Performance comparison: oMLX vs. LM Studio
Both tools were used to run the same task: having an AI coding agent (Codex CLI) build a full-stack movie search and watchlist application with a React frontend and Express.js backend, using the same Qwen3.6-35B-A3B-4bit model.
Token generation speed: oMLX averaged around 47 tokens per second. LM Studio averaged around 16 tokens per second, approximately one-third the speed.
Completion time: The task completed in approximately 20 minutes with oMLX and approximately 35 minutes with LM Studio.
System usability: With LM Studio, the MacBook Pro M2 became difficult to use for other tasks during inference. Video playback on a second monitor was impractical. With oMLX, the system remained responsive throughout: browsing, video playback, and general use continued normally while the agent ran in the background.
Context limit handling: During the oMLX session, the agent reached the model's context limit twice, producing 400 errors.
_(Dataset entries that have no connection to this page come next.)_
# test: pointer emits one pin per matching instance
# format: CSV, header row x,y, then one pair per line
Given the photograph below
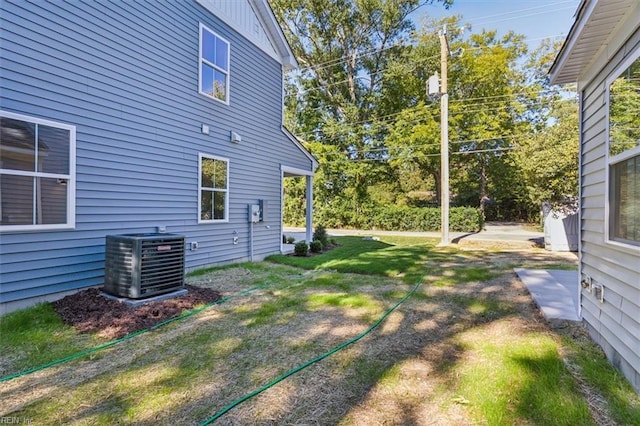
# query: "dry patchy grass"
x,y
407,371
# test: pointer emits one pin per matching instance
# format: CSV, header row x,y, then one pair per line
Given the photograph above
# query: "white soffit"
x,y
596,26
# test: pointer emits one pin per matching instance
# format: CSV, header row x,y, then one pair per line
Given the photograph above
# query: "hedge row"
x,y
397,218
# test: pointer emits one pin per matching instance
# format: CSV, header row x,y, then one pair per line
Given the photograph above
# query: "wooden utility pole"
x,y
444,139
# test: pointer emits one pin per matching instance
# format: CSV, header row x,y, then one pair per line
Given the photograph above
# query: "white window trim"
x,y
201,60
611,161
71,182
226,198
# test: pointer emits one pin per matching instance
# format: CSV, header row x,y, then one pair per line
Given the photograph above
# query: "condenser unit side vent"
x,y
144,265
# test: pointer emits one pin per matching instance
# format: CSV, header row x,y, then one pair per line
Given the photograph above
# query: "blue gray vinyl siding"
x,y
614,324
126,75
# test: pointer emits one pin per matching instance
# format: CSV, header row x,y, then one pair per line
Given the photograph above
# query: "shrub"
x,y
400,218
301,248
316,246
320,234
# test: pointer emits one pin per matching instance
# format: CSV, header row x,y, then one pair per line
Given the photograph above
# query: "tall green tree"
x,y
343,48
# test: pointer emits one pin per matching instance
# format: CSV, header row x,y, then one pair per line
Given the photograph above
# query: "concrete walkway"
x,y
554,291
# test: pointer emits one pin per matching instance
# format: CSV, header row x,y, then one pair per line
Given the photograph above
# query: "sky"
x,y
535,19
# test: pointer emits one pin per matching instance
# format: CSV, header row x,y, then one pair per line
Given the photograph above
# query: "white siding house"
x,y
602,54
122,117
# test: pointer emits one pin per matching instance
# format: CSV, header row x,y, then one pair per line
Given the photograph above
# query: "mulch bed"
x,y
90,312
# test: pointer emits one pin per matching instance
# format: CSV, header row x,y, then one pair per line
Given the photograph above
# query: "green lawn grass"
x,y
497,376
Because oMLX persists the KV cache to SSD, re-running the prompt caused it to recognize the existing project state, reload the frozen cache instantly, and resume from exactly where it stopped. No progress was lost.
LM Studio did not hit the context limit during its session, indicating more conservative context management. This stability comes at the cost of the significant performance and usability differences described above.
Final thoughts
oMLX's performance advantage over LM Studio is substantial for the specific hardware it targets. The three-times higher token generation speed and the maintained system responsiveness during inference are direct consequences of its Apple Silicon-specific design: zero-copy unified memory access, lazy computation, and two-tier KV caching.
The two-tier caching system is the most practically significant feature for long-running agent sessions. The ability to recover from context limit events without losing work changes the character of what kinds of tasks are feasible in a single session.
The tool is appropriate for Mac users with Apple Silicon who run LLMs locally as a regular part of their workflow. For users on other hardware or operating systems, LM Studio or similar cross-platform tools remain the relevant options.
Documentation and downloads are available at omlx.dev.